The past few weeks have been filled with connecting, as if we were children enjoying a coloring book, drawing lines from one dot to another. First Dave Winer stopped by our home for lunch. The girls are still singing the Bloggers Theme Song he taught them.
The next day we left on a road trip to the Bay Area. There we had fun seeing friends, including a few bloggers: Katherine, David, Enoch and Tania.
I also enjoyed meeting many of my husband’s colleagues at the Open Source Applications Foundation, including bloggers Lisa Dusseault, Ducky Sherwood, Stuart Parmenter, Scott Rosenberg and Mitchell Baker.
One of my favorite moments of connection happened at the OSAF picnic. Mitch Kapor, Andy Hertzfeld and Ted were discussing where our country is now and where it is headed. The questions and problems that will remain in our nation, no matter who wins in November.

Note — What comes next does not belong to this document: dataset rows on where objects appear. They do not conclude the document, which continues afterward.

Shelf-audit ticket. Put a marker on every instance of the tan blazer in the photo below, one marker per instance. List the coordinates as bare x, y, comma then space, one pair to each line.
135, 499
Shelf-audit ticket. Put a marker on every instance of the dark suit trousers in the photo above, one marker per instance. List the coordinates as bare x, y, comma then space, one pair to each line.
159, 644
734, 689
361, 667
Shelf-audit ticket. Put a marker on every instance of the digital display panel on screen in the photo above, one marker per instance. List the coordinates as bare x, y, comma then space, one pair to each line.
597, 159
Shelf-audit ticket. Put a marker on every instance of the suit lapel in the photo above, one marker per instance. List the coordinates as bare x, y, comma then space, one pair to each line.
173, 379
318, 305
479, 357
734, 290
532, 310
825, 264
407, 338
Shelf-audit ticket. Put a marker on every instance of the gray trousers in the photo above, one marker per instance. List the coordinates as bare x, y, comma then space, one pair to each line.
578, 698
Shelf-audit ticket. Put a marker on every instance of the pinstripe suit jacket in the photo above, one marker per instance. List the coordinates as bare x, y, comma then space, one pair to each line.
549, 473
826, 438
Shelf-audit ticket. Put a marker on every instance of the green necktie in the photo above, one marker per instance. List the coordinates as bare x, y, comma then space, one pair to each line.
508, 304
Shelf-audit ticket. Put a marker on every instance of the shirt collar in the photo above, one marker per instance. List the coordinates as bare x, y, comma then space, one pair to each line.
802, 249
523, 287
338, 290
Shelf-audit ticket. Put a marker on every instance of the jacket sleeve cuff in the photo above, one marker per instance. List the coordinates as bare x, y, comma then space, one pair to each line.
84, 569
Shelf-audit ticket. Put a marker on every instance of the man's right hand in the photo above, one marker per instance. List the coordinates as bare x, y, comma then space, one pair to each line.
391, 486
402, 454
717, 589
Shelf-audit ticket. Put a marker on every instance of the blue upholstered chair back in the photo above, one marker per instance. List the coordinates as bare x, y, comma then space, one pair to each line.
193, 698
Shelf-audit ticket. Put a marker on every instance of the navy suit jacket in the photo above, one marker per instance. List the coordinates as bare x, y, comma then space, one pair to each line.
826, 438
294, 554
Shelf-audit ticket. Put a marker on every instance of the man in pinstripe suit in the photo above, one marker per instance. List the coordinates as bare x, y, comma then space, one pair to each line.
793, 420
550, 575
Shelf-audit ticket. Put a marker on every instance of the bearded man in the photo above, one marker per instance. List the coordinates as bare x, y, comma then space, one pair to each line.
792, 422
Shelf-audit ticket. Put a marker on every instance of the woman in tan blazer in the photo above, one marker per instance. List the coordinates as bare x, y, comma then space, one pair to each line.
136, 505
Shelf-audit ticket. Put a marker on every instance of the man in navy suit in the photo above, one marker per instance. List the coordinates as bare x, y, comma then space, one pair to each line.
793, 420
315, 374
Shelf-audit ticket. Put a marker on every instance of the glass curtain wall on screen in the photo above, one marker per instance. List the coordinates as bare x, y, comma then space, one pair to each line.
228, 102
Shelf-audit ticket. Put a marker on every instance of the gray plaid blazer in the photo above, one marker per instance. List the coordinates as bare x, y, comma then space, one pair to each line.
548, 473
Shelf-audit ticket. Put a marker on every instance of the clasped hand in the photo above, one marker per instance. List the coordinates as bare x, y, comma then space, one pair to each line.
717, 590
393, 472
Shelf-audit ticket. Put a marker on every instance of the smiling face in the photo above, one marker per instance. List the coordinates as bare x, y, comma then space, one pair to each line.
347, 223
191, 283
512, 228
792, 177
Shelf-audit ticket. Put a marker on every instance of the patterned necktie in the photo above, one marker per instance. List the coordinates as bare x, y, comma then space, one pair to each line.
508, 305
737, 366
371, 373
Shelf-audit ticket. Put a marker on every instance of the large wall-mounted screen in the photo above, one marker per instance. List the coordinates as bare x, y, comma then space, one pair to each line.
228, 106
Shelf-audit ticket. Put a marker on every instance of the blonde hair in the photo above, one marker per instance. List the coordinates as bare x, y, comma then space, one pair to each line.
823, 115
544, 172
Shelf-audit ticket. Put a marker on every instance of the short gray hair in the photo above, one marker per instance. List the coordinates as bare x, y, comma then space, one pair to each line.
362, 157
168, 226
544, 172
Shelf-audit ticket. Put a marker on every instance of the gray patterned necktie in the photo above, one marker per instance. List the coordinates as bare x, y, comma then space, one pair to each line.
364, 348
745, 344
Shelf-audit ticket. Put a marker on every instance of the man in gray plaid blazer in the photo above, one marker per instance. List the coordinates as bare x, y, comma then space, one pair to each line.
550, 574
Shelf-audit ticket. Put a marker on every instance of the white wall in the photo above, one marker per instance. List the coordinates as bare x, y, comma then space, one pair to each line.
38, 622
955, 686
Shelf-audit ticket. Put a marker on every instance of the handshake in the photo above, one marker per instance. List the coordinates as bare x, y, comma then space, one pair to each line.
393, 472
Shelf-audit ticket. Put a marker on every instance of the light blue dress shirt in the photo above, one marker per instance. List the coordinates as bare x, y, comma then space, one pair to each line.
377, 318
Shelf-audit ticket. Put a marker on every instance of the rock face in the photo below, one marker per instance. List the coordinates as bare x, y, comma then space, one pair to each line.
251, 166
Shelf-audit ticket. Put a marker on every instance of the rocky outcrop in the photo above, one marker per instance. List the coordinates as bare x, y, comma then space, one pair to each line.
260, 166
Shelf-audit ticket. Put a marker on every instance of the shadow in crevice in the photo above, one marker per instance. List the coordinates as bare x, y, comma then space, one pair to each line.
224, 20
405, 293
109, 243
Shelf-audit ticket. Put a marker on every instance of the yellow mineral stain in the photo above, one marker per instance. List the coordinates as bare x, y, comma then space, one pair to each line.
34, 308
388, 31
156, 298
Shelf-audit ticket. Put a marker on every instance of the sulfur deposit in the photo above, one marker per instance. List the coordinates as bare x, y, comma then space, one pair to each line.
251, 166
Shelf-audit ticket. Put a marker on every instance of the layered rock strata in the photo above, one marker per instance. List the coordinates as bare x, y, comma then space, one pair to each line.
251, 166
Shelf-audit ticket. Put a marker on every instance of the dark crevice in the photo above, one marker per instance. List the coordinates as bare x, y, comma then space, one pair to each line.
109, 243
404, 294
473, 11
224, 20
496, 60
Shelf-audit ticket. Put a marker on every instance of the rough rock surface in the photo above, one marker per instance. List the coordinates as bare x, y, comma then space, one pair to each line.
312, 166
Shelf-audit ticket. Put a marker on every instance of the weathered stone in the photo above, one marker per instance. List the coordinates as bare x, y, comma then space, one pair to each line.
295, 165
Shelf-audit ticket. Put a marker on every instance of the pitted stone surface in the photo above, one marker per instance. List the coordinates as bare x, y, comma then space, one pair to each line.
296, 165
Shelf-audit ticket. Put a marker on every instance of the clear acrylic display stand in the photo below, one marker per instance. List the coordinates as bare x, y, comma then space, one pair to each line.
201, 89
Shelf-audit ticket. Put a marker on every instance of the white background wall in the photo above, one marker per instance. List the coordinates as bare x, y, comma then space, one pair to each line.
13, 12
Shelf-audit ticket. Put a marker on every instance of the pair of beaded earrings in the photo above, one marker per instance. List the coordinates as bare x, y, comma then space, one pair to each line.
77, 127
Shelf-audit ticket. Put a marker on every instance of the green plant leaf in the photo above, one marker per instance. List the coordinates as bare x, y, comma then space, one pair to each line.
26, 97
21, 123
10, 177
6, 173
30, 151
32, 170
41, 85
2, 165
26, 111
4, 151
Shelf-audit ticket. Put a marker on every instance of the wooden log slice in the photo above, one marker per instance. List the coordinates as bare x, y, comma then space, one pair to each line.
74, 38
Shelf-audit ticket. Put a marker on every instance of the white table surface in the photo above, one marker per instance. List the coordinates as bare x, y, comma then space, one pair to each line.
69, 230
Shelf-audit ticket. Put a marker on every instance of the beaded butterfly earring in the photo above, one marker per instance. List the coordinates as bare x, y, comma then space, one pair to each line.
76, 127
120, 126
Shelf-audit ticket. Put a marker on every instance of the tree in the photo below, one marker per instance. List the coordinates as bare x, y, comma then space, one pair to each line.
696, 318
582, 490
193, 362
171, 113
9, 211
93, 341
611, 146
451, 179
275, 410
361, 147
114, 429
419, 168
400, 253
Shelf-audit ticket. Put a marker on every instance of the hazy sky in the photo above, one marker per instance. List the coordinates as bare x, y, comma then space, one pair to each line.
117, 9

I stood there, listening, holding our one-year-old daughter. It was amazing to me to think of Mitch and Andy, what they had done when I was a child, and here was my own child in my arms, a toddler who can hardly talk, clinging to me. To think of the connections through time and space that somehow brought us together into the same piece of Palo Alto on a Sunday afternoon.
Although I don’t remember Mitch’s exact words, I know he started talking about hope. How important it is that people know they can make change happen. How important it is that people have hope.
And I thought to myself that it is hope that connects us. Hope is the thread and the gift we receive from those ahead of us in life. And hope is what binds us to our children, to the younger ones following behind, the lifeline we give them in troubled times.
Have hope! we say to the children. Hold onto Hope.